Troubleshooting
Problem
Encrypted connections (DSE internode encryption and SSH) hang during SSL/TLS handshake when communicating between datacenters, specifically between physical hosts and VMware virtual hosts with mismatched MTU settings.
Symptom
- DSE Symptoms:
- Internode encryption fails between datacenters
- Unencrypted traffic works normally
- Local datacenter communication works fine
- SSL handshake initiates but hangs during key exchange
- SSH Symptoms:
- SSH connections hang after key exchange algorithm negotiation
- Telnet to SSH port (22) shows
SSH-2.0-OpenSSH_X.Xbanner successfully SSH verbose mode shows connection stuck at:
debug1: kex: algorithm: curve25519-sha256 debug1: kex: host key algorithm: ssh-rsa debug1: kex: server->client cipher: chacha20-poly1305@openssh.com MAC: <implicit> compression: none debug1: kex: client->server cipher: chacha20-poly1305@openssh.com MAC: <implicit> compression: none debug3: send packet: type 30 debug1: expecting SSH2_MSG_KEX_ECDH_REPLY
- Network Symptoms:
- tcpdump shows incoming packets as "IP11 (invalid)"

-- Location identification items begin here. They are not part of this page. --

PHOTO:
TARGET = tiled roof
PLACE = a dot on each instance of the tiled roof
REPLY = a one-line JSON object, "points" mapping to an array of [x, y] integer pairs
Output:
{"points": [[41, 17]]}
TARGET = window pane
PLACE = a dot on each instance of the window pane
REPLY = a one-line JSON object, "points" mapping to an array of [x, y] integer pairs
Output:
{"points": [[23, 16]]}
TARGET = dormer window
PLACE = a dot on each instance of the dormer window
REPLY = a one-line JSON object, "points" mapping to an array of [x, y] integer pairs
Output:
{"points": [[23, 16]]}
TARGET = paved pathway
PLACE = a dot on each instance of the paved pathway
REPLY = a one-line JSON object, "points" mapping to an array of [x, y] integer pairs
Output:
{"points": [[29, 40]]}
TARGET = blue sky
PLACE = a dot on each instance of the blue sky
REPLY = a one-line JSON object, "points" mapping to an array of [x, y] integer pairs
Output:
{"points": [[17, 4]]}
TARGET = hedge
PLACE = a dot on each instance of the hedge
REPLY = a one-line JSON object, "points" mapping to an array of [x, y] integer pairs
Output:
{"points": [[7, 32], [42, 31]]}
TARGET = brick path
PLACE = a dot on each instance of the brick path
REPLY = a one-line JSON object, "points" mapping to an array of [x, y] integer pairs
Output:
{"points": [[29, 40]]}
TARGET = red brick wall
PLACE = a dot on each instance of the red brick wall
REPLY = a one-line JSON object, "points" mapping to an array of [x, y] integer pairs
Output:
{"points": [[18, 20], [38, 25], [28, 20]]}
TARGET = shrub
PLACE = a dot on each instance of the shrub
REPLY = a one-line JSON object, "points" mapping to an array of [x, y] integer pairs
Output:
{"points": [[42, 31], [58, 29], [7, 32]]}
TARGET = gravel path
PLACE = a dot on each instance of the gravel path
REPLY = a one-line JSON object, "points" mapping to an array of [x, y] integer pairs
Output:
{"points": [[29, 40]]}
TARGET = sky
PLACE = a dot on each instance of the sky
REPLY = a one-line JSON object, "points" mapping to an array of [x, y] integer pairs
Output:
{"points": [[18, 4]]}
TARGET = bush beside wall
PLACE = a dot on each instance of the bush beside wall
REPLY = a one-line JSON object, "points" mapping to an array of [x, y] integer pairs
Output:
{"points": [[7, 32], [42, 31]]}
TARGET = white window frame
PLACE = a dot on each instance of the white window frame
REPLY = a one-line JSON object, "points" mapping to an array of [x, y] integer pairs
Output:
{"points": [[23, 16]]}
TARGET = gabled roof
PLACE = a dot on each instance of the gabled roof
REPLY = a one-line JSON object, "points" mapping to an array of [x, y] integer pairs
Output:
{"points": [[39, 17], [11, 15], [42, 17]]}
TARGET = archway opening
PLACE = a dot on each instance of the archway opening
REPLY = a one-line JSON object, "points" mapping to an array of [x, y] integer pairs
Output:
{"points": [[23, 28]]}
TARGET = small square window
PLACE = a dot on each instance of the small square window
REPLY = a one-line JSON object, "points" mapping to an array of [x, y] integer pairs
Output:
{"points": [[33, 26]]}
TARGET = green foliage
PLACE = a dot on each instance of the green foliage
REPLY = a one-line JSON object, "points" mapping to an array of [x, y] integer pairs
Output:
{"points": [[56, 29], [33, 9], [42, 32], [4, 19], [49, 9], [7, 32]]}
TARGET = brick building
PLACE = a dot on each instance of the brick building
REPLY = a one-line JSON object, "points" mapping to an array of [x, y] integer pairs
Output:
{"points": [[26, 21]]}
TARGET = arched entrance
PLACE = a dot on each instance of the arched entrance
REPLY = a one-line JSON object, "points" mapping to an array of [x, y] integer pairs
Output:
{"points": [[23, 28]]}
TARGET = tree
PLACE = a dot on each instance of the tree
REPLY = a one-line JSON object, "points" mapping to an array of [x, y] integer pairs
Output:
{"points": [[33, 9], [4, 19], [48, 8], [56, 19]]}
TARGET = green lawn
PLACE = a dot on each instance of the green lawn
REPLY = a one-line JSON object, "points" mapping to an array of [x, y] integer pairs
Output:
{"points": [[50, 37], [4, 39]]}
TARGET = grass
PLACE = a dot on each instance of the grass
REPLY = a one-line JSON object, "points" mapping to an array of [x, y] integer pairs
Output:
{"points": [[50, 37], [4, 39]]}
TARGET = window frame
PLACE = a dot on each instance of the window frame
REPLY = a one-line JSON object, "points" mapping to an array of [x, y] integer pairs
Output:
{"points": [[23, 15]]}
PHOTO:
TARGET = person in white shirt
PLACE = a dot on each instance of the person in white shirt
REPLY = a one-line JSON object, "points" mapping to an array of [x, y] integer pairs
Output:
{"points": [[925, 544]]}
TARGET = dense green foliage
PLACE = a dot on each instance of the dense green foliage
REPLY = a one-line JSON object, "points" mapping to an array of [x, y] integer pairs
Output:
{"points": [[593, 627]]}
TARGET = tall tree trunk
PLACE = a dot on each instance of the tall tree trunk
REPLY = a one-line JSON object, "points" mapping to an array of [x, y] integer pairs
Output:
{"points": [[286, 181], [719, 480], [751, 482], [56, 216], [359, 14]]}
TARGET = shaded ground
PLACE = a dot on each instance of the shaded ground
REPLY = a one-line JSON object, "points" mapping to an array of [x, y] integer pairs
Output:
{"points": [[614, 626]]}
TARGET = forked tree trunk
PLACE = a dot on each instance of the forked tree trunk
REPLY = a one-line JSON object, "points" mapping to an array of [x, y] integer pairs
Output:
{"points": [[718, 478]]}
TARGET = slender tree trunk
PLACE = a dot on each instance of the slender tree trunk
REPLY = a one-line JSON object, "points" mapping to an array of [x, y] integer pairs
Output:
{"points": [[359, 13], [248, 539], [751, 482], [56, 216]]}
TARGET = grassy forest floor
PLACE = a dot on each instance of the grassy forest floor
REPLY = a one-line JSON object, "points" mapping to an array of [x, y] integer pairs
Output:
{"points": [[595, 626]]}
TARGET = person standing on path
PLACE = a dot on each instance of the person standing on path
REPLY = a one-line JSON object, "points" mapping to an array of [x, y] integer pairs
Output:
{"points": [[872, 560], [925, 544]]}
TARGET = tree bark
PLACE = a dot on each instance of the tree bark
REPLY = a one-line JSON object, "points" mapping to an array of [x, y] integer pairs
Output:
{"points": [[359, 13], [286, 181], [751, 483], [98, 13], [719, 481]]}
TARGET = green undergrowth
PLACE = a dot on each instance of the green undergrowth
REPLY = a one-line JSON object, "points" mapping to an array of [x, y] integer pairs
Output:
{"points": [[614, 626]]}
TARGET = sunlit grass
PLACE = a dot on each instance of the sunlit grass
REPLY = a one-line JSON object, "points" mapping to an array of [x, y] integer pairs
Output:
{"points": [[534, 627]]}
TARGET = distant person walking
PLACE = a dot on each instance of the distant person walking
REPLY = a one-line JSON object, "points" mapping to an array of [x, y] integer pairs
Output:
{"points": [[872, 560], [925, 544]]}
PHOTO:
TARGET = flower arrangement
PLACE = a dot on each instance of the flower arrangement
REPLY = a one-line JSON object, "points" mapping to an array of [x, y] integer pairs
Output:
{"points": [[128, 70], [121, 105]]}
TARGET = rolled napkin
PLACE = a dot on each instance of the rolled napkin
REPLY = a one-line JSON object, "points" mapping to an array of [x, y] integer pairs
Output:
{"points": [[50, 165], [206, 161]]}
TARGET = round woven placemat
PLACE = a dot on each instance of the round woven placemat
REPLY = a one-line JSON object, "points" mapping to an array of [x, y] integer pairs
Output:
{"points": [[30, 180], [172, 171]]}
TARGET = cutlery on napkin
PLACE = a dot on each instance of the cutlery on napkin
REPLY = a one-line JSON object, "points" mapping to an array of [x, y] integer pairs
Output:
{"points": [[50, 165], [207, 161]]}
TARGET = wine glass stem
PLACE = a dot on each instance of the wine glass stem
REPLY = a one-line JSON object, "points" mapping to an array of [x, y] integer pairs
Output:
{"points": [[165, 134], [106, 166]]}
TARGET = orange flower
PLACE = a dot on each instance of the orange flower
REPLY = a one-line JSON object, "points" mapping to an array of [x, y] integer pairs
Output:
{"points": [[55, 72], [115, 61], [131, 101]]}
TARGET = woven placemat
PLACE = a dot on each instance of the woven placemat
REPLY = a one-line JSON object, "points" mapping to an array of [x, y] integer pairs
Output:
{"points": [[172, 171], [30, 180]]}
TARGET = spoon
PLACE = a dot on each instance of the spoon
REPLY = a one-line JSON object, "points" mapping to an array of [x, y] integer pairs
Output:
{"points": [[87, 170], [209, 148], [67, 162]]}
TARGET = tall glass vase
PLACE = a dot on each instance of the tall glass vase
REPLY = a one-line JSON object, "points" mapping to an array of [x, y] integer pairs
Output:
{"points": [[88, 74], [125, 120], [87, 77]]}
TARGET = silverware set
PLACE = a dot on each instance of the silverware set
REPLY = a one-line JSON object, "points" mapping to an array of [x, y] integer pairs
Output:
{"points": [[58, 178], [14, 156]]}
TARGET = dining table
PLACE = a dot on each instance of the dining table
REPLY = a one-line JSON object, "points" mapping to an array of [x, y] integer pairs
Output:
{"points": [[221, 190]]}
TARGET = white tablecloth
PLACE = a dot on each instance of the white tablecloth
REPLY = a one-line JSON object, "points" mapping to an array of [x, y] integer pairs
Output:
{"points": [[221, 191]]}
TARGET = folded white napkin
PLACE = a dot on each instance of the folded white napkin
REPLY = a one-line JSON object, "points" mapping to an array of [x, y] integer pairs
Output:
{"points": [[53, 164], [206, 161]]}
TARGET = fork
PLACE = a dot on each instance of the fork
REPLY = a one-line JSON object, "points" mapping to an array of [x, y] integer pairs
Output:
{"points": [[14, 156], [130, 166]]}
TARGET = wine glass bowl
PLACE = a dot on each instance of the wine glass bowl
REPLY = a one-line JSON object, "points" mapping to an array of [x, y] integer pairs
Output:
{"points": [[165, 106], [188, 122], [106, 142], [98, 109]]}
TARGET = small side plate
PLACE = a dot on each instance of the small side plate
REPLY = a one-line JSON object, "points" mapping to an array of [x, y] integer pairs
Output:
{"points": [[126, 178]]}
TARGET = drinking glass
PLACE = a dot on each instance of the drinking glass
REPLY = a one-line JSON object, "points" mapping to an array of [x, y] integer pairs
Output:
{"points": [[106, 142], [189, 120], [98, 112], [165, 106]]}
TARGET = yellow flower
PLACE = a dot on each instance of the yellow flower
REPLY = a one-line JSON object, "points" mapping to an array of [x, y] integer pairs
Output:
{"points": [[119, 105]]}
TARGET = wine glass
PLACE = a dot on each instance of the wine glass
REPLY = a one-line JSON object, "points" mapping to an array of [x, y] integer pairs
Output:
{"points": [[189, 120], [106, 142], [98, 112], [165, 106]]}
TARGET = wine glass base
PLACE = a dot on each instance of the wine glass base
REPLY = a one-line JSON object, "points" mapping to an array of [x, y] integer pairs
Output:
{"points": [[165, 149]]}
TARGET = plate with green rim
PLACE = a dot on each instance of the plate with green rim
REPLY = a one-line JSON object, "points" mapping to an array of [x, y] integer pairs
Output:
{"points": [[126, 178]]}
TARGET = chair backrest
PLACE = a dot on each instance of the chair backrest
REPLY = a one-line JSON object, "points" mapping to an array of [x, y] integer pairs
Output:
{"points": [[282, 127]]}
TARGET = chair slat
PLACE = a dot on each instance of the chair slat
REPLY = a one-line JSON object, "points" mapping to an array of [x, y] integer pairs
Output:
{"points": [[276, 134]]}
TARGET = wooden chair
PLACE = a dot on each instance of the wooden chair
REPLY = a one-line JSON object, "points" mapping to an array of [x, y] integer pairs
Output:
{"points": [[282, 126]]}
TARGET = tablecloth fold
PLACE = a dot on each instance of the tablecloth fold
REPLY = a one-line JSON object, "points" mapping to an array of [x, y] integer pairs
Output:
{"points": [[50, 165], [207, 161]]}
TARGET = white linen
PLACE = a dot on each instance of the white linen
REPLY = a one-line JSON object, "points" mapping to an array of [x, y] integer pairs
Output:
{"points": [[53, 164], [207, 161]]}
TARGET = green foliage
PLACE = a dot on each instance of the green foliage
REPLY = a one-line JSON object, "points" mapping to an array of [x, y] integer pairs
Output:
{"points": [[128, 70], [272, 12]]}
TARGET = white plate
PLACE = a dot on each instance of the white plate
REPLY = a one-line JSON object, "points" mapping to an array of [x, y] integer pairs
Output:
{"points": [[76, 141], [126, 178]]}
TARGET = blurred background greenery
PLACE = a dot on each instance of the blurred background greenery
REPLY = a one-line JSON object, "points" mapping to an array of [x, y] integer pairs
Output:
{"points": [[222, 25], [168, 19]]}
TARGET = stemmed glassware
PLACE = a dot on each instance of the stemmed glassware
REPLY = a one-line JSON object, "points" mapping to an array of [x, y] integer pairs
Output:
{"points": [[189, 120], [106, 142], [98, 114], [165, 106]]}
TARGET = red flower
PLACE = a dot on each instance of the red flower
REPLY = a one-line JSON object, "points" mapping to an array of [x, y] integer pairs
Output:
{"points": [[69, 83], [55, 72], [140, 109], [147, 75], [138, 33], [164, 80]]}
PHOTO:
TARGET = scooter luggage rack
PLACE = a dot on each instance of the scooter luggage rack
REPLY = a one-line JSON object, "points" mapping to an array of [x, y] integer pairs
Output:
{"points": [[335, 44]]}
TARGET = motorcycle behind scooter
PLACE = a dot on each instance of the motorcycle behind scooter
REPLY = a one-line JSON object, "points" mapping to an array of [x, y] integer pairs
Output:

- Packets appear corrupted or malformed
- Only affects encrypted traffic, not plaintext
Cause
MTU (Maximum Transmission Unit) mismatch between network interfaces combined with the "Don't Fragment" (DF) bit set on encrypted packets.
Technical Details
- MTU Configuration Mismatch:
- Physical hosts: MTU = 9000 (Jumbo frames)
- VMware hypervisor: MTU = 1500 (Standard Ethernet)
- Virtual hosts inherit 1500 MTU from hypervisor
- Encrypted Traffic Behavior:
- Encrypted packets (SSL/TLS, SSH) set the "Don't Fragment" (DF) bit in IP header
- This prevents packet fragmentation along the network path
- When a packet larger than the receiving interface's MTU arrives with DF bit set, the packet is dropped
- Why It Only Affects Encrypted Traffic:
- Unencrypted traffic typically doesn't set DF bit, allowing fragmentation
- Encrypted protocols set DF bit for security and performance reasons
- Key exchange packets in SSL/TLS and SSH are often larger than 1500 bytes
- Why Local DC Works:
- All hosts in same DC have matching MTU (9000)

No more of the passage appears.